It's Wednesday morning and the Earth is in fact still orbiting the sun just like it was yesterday and eerily similar to how it was when the football Cardinals were 12-0. If Copernicus can coach against a spread offense the way he can explain planetary movements, then I think we may have just found our defensive coordinator.
In looking at the numbers from last night, my feelings about the game haven't changed much, and they only confirm what I already thought, that we were dominated offensively and defensively. Let's take them individually, shall we?
On offense, it was just plain horrendous. When it became evident that Nate had little protection from his offensive line, Tulsa sent anywhere from 4 to 8 into the backfield. Most times the pressure worked, occasionally it didn't, and when he got a throw off at all, it often sailed high. The numbers on Nate? 9-29 for 145 and an INT. It was a season low in both completions and yards, and Nate didn't complete a pass in the second half. Throw in his 4 fumbles, two of which were lost, and I'd say it was arguably Nate Davis' worst outing of his career.
The ground attack for Ball State, truly their best offensive weapon this season for the balance it creates was horrendous as well. 78 yards on 28 carries for an average of 2.8 was the final tally. Quale Lewis looked just a step slow against this Tulsa defense, and with Davis struggling to open up the box he was only able to gain 35 yards on 16 carries, his lowest rushing total of the season. His longest run of the night? A nine-yard scamper. For a team that prides itself on balance, at least both rushing and passing were equally terrible. The good news for the offense? Nate was only sacked twice, which tied, and didn't set, a new record for this season.
Defensively, the Cardinals were gashed early and ran out of gas late. Having the offense go three-and-out all six times in the second half will wear you down a bit. That still is no excuse for the 439 yards given up by the Cardinals to the the Tulsa rush. Tarrion Adams alone had 207 yards and 3 TD. Not good. Alex Knipp checked in with a decent stat line after the game, recording 13 tackles, 1 sack, and 2 TFL.
The "team" statistics were dominated by Tulsa as well, including a 50% conversion rate for their 18 3rd downs, compared to just 2-15 by the Cardinals and a 632-223 advantage in total yards. By the way, that's a record for Tulsa. In a fitting bit of irony, the lone bright spot for the Cardinals was punter Chris Miller, who averaged 48.1 yards on 8 kicks, including a 62-yard monster.
So what did we learn last night? Truthfully, nothing. It was a poor game, plain and simple, and many will lose sight of this team and these athletes because of the clunkers they exhibited in their final two outings. Of course, with the passing of time comes perspective.

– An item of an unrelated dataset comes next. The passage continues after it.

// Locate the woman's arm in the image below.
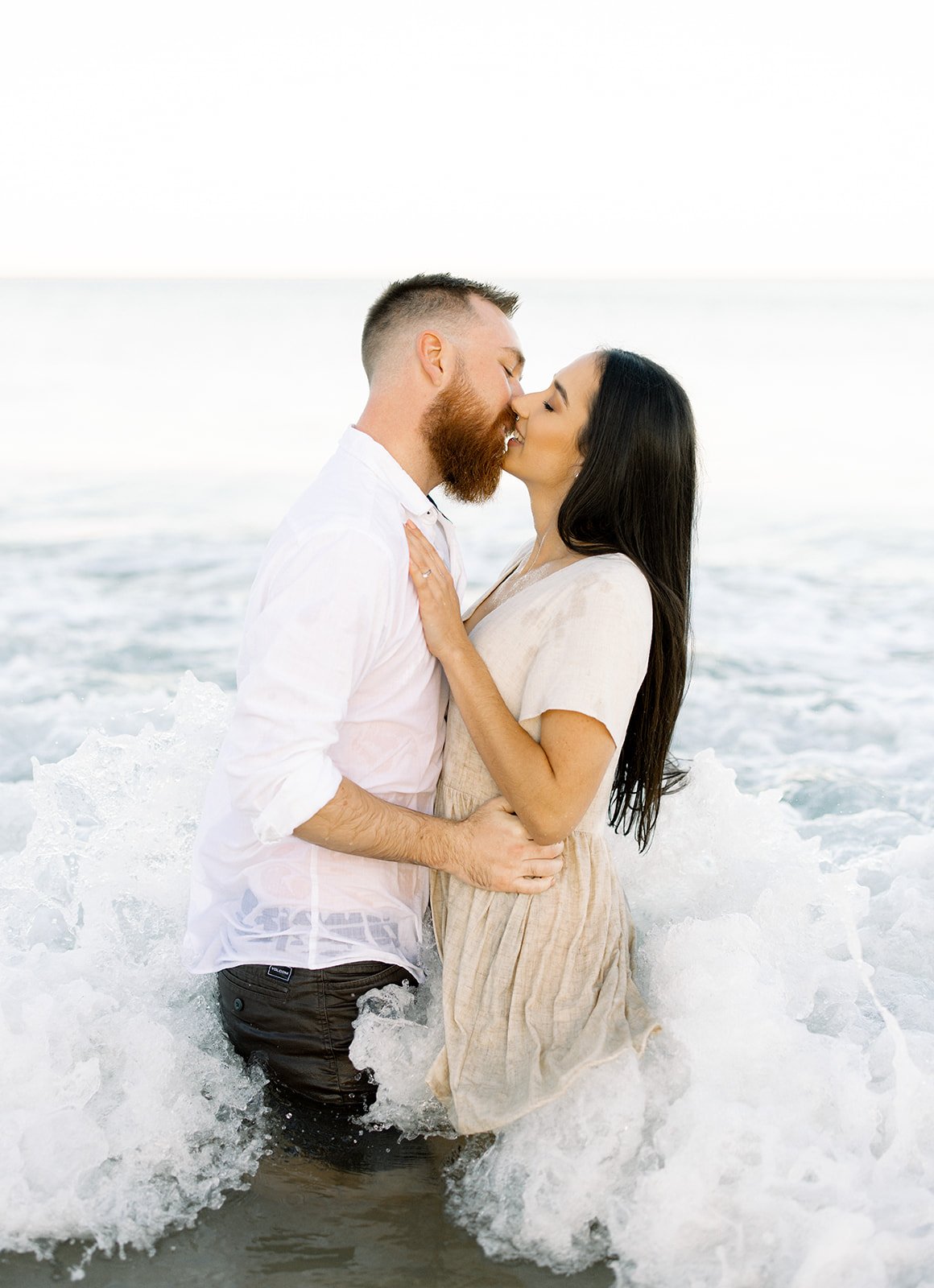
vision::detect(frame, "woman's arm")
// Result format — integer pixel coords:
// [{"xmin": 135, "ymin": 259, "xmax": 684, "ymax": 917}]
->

And this team for all of its late season crappery had one unbelievable year. To lose focus of that, to forget the steps made, would be foolish.
"Failure" is a strong word and one that gets tossed about in the sports world a little too often for my taste, especially considering these are a bunch of 18-22 year old kids playing a game. When the proverbial rubber hits the road, this is a team that finished 2008 12-2. They won a MAC West title. They played in a MAC Championship Game. They played in their second consecutive Bowl Game for the first time in school history. They were ranked in the AP Top 25, a first for the school. They were ranked in the Top 12 of the BCS, another first for the school. All tremendously fantastic things that none of us imagined plausible just a few short months ago. When considering the circumstances that changed with this team after the IU game and the injury to Dante Love, it is success of the highest order, no matter how you slice it.
Over the next weeks here at OTP we'll get you ready for National Signing Day on February 4th, we'll send off the seniors, and we'll chat a bit about what we'll be expecting from the Cardinals in 2009. Regardless, it's great to be a Ball State Cardinal. Now more than ever before.